We lingered in Þingvellir for a few hours, exploring the lake edge and admiring the autumn color. There aren’t many trees in Iceland, but the few scraggly birches and shrubs provide little pops of yellow and red. While exploring the rift, I had my first experience ever with a wild rock ptarmigan. There were few people around, so I was able to get close enough by pretending I was sheep grazing on grass (looks silly, but works like a charm). I snapped a few shots using my 70-200mm as the bird ate berries and buds until some tourists came through loudly and scared it off.

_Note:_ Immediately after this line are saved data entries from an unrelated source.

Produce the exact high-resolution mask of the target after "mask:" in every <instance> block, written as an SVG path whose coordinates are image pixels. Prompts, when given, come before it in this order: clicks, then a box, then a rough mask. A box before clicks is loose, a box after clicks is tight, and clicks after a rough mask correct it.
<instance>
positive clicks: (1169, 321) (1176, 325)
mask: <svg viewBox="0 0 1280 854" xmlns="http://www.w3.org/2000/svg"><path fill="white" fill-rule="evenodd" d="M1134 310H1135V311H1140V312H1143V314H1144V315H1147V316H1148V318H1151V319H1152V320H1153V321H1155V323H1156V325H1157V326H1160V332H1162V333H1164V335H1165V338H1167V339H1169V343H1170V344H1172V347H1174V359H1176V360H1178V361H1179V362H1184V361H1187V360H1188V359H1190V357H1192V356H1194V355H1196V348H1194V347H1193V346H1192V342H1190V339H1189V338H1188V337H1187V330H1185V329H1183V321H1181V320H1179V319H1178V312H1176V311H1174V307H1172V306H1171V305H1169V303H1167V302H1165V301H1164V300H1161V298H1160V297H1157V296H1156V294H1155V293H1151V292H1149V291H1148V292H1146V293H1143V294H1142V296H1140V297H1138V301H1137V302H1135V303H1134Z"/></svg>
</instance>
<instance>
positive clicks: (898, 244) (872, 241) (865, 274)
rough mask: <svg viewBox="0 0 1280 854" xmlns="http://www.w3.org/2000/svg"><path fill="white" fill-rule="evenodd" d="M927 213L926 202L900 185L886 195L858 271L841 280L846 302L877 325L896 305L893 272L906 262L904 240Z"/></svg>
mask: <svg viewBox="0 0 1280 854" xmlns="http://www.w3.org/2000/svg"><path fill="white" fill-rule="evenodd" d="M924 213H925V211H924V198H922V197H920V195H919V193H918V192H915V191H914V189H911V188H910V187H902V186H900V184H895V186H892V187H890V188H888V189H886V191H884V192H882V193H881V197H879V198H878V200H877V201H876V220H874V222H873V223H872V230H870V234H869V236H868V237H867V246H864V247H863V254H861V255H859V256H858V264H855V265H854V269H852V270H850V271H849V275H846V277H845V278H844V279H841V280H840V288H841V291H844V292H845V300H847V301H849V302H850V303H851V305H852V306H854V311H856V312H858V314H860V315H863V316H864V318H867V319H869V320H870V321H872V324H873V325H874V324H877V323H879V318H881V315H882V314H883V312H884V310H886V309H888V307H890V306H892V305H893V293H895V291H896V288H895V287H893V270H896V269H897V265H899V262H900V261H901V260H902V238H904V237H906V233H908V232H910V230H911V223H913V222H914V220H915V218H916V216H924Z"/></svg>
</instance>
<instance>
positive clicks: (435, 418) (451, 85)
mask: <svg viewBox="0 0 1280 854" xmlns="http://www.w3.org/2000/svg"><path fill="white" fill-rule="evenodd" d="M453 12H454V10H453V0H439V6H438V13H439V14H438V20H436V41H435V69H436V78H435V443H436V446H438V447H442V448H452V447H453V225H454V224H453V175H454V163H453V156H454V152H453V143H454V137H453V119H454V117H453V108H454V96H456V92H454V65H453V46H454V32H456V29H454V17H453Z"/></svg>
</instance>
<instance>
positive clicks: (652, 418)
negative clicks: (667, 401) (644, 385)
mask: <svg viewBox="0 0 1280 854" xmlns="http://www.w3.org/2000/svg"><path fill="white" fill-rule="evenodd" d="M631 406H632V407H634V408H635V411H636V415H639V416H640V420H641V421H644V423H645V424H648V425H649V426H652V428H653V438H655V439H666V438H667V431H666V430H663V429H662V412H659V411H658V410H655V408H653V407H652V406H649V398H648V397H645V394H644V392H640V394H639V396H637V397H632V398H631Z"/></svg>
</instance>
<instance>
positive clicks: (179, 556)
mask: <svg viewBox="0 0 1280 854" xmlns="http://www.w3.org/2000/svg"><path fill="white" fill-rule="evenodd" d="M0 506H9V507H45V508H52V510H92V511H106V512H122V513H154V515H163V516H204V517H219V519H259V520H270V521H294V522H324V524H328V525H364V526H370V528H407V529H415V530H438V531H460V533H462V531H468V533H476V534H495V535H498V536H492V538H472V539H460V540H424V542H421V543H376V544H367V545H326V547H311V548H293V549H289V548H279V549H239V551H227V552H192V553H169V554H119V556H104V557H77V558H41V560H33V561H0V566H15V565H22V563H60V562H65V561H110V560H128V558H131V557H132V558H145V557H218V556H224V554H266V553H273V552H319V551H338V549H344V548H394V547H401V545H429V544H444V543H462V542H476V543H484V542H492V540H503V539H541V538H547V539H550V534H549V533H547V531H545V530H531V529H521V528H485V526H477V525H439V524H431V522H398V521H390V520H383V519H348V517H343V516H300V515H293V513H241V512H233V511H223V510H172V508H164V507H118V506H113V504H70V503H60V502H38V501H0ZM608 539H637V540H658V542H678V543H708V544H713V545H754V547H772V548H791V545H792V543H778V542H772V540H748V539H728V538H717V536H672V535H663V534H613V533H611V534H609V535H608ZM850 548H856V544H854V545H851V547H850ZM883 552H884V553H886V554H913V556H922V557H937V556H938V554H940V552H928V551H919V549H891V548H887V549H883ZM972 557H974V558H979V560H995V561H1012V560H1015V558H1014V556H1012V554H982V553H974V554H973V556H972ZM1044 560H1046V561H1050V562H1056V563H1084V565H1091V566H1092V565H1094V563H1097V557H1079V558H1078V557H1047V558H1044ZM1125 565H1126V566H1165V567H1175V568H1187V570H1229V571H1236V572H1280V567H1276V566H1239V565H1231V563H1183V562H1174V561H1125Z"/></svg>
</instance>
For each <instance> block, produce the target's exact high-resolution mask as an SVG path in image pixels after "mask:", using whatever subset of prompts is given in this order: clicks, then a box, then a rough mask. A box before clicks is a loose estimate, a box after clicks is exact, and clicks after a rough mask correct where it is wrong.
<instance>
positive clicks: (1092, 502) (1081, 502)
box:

One of the main things we wanted to experience on this trip was seeing the Aurora Borealis. Two weeks before our trip, the northern lights were so active and so amazing that Reykjavik shut off all lights so that people could admire them in town. We were hoping the intensity would linger. On our trip, however, though the lights were supposedly active, most of the island was covered with dark rain clouds each night. The clearest night was supposed to be our last. We had to return the car after we left Þingvellir, so we booked a tour on a bus to take us out into the wild again to see the lights. The clouds were stubborn, and despite the driver’s persistence at trying to find clearer skies, we saw no northern lights. I made one long exposure that night of a lake with storm clouds passing above it as we waited for the Aurora in the dark, wind, and cold. Our tour vouchers are good for two years, so we’ll just have to try again later. In fact, it is likely that we will be returning to Iceland in March. I hope so. I still have some unfinished business with sea stacks, icebergs, and northern lights.

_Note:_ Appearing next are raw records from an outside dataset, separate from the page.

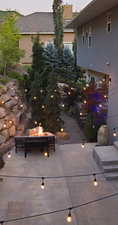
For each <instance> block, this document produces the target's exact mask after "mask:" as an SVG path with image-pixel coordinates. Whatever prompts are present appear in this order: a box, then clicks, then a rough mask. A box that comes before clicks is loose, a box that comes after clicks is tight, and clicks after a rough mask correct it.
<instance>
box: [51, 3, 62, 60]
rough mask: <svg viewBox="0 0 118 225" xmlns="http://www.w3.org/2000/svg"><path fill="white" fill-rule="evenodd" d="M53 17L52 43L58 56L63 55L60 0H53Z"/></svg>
mask: <svg viewBox="0 0 118 225" xmlns="http://www.w3.org/2000/svg"><path fill="white" fill-rule="evenodd" d="M53 19H54V29H55V39H54V45H55V47H56V49H57V51H58V55H59V57H62V56H63V7H62V0H54V1H53Z"/></svg>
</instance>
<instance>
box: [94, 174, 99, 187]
mask: <svg viewBox="0 0 118 225" xmlns="http://www.w3.org/2000/svg"><path fill="white" fill-rule="evenodd" d="M93 177H94V180H93V185H94V186H95V187H97V186H98V182H97V179H96V174H95V173H94V174H93Z"/></svg>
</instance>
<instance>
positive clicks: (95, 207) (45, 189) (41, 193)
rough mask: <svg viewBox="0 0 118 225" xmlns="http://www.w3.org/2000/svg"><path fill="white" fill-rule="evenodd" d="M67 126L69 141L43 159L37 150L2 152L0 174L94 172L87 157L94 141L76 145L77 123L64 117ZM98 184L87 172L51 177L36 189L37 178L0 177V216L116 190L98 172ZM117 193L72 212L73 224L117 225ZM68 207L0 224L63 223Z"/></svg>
mask: <svg viewBox="0 0 118 225" xmlns="http://www.w3.org/2000/svg"><path fill="white" fill-rule="evenodd" d="M64 119H66V123H65V125H66V127H65V128H66V131H68V132H69V133H70V140H67V141H60V142H59V144H61V145H57V146H56V152H55V153H52V154H51V155H50V157H49V158H45V157H44V156H42V155H41V154H39V153H38V152H37V153H36V152H32V153H30V154H28V157H27V158H26V159H25V158H24V154H23V152H18V154H15V152H14V151H13V154H12V158H11V159H8V158H7V156H5V162H6V163H5V167H4V168H3V169H2V170H0V174H8V175H21V176H63V175H75V174H85V173H87V174H88V173H93V172H95V171H99V168H98V167H97V165H96V163H95V161H94V160H93V157H92V150H93V146H94V144H91V143H87V144H86V145H85V148H84V149H82V148H81V144H79V143H80V142H81V140H82V139H83V135H82V133H81V130H80V129H79V128H78V127H77V124H76V122H75V121H74V120H73V119H72V118H69V117H68V116H64ZM97 179H98V180H99V185H98V186H97V187H94V186H93V182H92V181H93V176H92V177H81V178H64V179H59V180H57V179H52V180H51V179H50V180H46V181H45V184H46V186H45V189H44V190H42V189H41V188H40V185H41V180H39V179H28V180H26V179H14V178H4V179H3V182H0V219H5V218H6V219H12V218H17V217H23V216H29V215H34V214H40V213H44V212H49V211H54V210H58V209H63V208H68V207H70V206H74V205H76V204H81V203H85V202H87V201H90V200H94V199H96V198H99V197H102V196H104V195H107V194H111V193H114V192H118V182H117V181H114V182H113V181H112V182H108V181H106V180H105V179H104V176H103V175H99V176H97ZM117 208H118V197H115V198H110V199H106V200H104V201H100V202H97V203H94V204H91V205H87V206H84V207H82V208H78V209H76V210H73V211H72V215H73V221H72V223H71V224H72V225H106V224H107V225H117V224H118V212H117ZM67 213H68V212H63V213H62V212H61V213H57V214H56V213H55V214H52V215H47V216H41V217H36V218H33V219H26V220H21V221H17V222H10V223H5V225H6V224H8V225H67V224H68V223H67V221H66V216H67Z"/></svg>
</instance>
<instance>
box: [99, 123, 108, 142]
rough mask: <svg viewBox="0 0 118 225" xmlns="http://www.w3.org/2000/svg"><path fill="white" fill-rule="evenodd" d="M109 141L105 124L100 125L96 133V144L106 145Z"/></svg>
mask: <svg viewBox="0 0 118 225" xmlns="http://www.w3.org/2000/svg"><path fill="white" fill-rule="evenodd" d="M108 143H109V130H108V126H107V125H102V126H101V127H100V128H99V130H98V134H97V144H98V145H103V146H104V145H108Z"/></svg>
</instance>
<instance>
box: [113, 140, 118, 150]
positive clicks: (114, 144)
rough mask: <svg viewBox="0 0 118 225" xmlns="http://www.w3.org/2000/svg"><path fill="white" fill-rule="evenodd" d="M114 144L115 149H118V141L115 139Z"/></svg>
mask: <svg viewBox="0 0 118 225" xmlns="http://www.w3.org/2000/svg"><path fill="white" fill-rule="evenodd" d="M113 145H114V147H115V149H116V150H118V141H114V143H113Z"/></svg>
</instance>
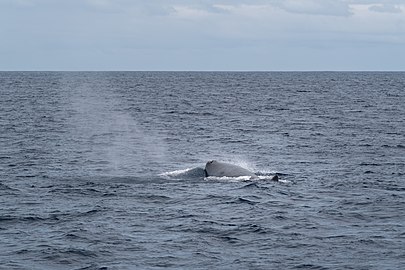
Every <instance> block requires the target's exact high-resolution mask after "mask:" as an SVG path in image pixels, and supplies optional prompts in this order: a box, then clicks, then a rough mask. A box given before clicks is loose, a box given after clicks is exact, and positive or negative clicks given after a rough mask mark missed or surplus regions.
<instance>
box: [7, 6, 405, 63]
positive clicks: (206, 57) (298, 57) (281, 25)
mask: <svg viewBox="0 0 405 270" xmlns="http://www.w3.org/2000/svg"><path fill="white" fill-rule="evenodd" d="M0 70H3V71H7V70H61V71H67V70H72V71H84V70H108V71H109V70H136V71H137V70H145V71H157V70H162V71H165V70H168V71H176V70H179V71H189V70H190V71H211V70H212V71H318V70H319V71H404V70H405V0H386V1H383V0H232V1H231V0H0Z"/></svg>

Some folks have already inquired via social media about the gear I used on this trip (check out my full gear list). For this October trip to Iceland, I used both my Nikon D600 and D7000. I used my Nikon 18-35G or 70-200 f2.8 VR II for all images. My 50mm 1.8G was with me, but I never used it. The only time I used filters was when shooting Öxarárfoss and for that I used a Nisi V5 Polarizer and Lee 3 stop Graduated ND. I left my big Gitzo tripod at home, and instead, took a small and very lightweight Sirui T-025X Carbon Fiber Tripod with C-10S Ball Head. I am really pleased with this little tripod. Not only does it support my gear (even the 70-200mm with a camera body), but it gets out of the way quickly. Nearly all the images in this post were made using it. In fact, some of the shots of Kirkjufellsfoss would not have been possible using a larger tripod because I was situated on steep soft narrow ledges of only one foot wide and needed to get as low as possible to achieve the composition I wanted. Though there are a few limitations with smaller travel tripods, I would not have been able to get many of these shots with a larger one.